Millennial Savings Strategies
Being a Millennial isn’t easy these days. Burdened by massive student loan debt and higher unemployment rates than their Generation X or Baby Boomer counterparts, millennials are having a hard time establishing a firm financial footing.
A survey by GOBankingRates found that 72 percent of adults between the ages of 18 and 24 years old have less than $1,000 in their savings account. For those aged 25 to 34, the number improves only slightly to 67 percent. Perhaps even more disheartening is that 33 percent of those in that age group confessed to having no balance in their savings accounts.
The research shows that millennials need to start adopting a savings mindset if they plan to retire someday, particularly since they may not have income from Social Security to rely on.
Now, here’s the good news: if Millennials start saving now, they will more than likely have more money in retirement than Gen X, whose members are busy playing catch up with their retirement accounts after two brutal bear markets over the last 17 years.
Here are some goals for Millennials to strive for to help achieve a better financial future. Even implementing a few of these items will go a long way towards securing a strong retirement.
- Pay off the debt on time. This will help you avoid paying double-digit interest on credit cards, which is often the result of late payments. Second, pay down those old student loans as fast as possible. The interest rates on them are just too high. Consider taking an annual work bonus or any other windfall and apply it immediately toward paying off all your student loan debt.

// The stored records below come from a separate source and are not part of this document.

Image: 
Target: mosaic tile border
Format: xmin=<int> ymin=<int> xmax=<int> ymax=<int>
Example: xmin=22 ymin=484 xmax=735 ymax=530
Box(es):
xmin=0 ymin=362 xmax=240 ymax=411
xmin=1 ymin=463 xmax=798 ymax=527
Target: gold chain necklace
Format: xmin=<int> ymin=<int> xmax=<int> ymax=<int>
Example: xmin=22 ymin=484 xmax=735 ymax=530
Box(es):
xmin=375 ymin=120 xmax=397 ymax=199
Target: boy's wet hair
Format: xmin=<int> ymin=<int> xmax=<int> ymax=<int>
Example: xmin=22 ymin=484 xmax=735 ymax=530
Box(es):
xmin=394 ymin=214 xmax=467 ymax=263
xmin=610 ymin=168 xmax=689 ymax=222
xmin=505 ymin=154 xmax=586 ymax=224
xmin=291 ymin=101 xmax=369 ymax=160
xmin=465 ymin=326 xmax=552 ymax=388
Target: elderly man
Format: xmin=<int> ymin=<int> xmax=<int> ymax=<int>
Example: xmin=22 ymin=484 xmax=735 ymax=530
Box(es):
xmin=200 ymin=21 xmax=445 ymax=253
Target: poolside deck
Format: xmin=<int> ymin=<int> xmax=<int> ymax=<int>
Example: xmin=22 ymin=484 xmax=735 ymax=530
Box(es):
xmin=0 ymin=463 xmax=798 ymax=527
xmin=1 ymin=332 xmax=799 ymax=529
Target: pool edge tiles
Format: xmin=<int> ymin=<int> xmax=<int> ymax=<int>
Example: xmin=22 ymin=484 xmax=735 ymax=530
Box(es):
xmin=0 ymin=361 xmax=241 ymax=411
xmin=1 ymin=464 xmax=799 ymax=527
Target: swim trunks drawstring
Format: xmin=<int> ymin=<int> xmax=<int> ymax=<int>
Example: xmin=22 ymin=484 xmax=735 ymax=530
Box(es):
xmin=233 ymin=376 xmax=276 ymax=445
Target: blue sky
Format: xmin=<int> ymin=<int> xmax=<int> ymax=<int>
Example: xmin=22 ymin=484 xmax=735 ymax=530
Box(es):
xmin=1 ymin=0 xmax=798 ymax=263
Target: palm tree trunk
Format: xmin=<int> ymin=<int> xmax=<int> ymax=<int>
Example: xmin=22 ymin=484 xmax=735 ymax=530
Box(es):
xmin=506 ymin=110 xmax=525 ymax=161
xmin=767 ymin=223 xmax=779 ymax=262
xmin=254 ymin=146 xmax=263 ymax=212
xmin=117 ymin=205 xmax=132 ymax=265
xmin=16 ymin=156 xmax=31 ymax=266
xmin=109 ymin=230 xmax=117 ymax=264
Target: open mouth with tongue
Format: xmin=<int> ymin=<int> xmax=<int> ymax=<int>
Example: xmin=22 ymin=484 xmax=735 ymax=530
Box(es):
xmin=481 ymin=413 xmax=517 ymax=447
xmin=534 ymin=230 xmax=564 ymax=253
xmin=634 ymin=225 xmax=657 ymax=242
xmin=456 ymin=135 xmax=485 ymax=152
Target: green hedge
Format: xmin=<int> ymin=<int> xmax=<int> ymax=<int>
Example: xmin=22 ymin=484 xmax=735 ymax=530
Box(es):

- Contribute as much as possible to a 401K plan. If you can afford to contribute 10 percent from your paycheck every month, do it. Remember that any contributions will help reduce your taxable income – a great incentive for saving. If you contribute to a 401K every two weeks, you are dollar cost averaging your way into the stock market all the time, which is how you can take advantage of down or bear markets. An added bonus is that your employer should match at least a portion of every paycheck, which is free money.
- Consider opening a Roth IRA. If you can, contribute the maximum amount of $5,500 a year. The best thing about a Roth is that when you withdraw this money after age 59½ it is completely tax-free, unlike the withdrawals from a regular IRA, which get taxed as ordinary income. This is a huge advantage. At some point in your career your earnings will disqualify you from fully contributing to a Roth IRA, which is limited to those earning $133,000 as a single head of household or $196,000 for married couples. At that point, you can open up a regular IRA and have both retirement accounts.
If you can manage to do most of the things on this list, you will be way ahead of the game and able to take advantage of the compounding magic of money over a very long period of time.